At this she opened her eyes and smiled. "Don't trouble," she said, "I didn't inhale any fire. I remembered to cover my mouth." Her lids drooped again, but she added softly, "They are fine—old—trees."

"The finest in the world," he answered, "but the price—was too high."

He lifted her other hand to bandage a slighter burn, and his own fingers trembled. When he finished he did not release it directly, but sat looking down at the uncovered, gently hollowed palm.
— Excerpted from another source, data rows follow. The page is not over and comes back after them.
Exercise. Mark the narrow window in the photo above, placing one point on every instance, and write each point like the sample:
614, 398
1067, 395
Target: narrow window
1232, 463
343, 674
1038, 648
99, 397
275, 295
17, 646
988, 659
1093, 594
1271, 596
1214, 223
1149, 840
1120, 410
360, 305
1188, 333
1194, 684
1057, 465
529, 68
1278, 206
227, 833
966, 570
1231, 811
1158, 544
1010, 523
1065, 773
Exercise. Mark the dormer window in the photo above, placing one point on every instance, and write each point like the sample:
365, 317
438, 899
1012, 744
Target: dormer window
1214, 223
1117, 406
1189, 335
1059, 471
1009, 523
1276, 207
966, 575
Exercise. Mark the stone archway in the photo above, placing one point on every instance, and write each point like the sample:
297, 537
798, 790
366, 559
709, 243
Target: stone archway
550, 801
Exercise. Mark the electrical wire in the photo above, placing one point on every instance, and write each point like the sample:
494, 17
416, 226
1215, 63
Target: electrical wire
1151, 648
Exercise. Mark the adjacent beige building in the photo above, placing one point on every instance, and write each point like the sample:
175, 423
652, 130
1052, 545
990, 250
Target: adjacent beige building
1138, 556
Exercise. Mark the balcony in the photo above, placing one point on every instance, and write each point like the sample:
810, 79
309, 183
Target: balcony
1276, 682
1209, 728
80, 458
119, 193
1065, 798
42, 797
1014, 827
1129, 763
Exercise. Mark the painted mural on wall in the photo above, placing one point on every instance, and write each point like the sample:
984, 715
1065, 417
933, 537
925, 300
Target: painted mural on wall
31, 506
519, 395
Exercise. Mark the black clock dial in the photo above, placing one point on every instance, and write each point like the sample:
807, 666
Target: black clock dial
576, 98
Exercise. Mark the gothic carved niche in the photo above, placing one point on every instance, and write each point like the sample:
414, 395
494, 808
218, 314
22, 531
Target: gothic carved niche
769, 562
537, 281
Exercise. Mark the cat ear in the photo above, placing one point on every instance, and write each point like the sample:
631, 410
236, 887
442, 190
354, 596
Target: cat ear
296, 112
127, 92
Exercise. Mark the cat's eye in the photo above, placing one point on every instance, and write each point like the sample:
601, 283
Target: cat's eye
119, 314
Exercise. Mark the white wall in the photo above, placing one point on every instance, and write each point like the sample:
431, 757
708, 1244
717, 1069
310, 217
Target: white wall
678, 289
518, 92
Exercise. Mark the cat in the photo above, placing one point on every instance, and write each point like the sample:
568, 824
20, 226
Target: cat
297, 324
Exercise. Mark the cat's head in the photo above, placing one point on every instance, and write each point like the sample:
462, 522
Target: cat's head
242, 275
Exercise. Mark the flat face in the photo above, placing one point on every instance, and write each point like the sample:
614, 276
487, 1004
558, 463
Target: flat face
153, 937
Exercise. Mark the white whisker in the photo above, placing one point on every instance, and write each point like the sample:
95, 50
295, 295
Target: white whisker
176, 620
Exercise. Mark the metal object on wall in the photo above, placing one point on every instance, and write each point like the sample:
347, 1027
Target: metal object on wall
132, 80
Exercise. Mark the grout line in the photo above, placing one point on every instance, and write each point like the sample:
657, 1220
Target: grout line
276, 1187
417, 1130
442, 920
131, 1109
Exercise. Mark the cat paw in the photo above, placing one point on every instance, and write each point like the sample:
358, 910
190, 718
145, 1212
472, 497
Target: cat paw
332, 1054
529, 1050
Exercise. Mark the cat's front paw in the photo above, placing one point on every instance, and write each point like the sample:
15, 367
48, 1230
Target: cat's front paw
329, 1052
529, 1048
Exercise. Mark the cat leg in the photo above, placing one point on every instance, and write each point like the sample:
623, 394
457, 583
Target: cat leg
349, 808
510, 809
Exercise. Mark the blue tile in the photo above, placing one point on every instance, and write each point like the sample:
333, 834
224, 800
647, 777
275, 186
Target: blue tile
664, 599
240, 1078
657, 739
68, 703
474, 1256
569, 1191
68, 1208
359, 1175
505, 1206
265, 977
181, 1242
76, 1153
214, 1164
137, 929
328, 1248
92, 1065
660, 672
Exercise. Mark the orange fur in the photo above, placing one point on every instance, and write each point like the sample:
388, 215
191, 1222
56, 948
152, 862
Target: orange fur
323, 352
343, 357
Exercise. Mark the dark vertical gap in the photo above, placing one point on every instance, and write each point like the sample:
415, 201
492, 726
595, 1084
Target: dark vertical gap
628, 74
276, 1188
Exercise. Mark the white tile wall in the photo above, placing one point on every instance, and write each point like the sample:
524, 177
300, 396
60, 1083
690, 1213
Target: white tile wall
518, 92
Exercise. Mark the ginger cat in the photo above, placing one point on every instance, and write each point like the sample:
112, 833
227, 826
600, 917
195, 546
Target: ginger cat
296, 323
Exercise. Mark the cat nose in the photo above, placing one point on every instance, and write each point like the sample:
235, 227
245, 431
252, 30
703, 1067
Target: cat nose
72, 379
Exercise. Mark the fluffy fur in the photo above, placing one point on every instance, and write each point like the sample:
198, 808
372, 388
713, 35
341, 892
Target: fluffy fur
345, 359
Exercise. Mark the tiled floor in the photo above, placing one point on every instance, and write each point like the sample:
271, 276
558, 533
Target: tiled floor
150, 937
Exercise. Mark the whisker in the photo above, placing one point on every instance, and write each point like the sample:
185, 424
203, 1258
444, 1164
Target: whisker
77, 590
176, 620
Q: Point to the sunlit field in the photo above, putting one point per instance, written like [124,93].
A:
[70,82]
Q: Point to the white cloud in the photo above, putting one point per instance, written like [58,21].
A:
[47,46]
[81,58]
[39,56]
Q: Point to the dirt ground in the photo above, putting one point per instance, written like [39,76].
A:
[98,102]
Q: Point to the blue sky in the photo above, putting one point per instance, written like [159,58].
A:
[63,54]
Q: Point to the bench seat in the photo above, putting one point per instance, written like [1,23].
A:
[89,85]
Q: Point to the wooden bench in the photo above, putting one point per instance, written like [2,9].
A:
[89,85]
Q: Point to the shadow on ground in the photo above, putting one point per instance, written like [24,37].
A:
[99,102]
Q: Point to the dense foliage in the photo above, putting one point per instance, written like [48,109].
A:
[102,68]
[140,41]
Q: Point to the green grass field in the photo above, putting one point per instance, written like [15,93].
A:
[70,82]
She had very nice hands; he had always noticed that; not too small but beautifully made. Then it came over him where, once before, he had seen their loveliness spoiled. It was that day on Mt. Rainier when she had rescued him from the crevasse. And now, at last, he had been able to square that debt. He bent suddenly and kissed the palm. "Keep your trees," he said; "stay here in the wilderness as long as you want to, but give me the right to be near you, always, and protect you."

Her eyelids fluttered open. She looked at him startled. He leaned nearer. His voice quickened; it became a sensitive, soft-toned instrument, vibrant with tenderness. "Marry me, Alice," he said, "and I will shape my whole life to yours. You shall never see a city or a crowd if you say so. I will create an Eden out of this homestead; and when the settlement grows too civilized, when there is nothing left to reclaim or build, I will take you to new solitudes; I will carry you away in that schooner of mine, up and up into the Alaska wilderness, and on some unknown fiord set up another Paradise."

"Oh," she said at last, "please, please don't say any more." She tried to rise but her lips went white and she sank back on her pillows. In her haste she had pressed on the maimed hand. "I shouldn't have allowed you to say this," she hurried on with great effort, "but—I am very—tired. I—I don't think clearly. Wait. Listen. We have just come through a desperate time together. You saved—me. How can I be angry with you—so soon? But you have no right to speak like this to me. I have no right to hear you. You know I am going to marry Judge Kingsley."

"You are not. Unless," his voice held a threat, "you believe that you love him."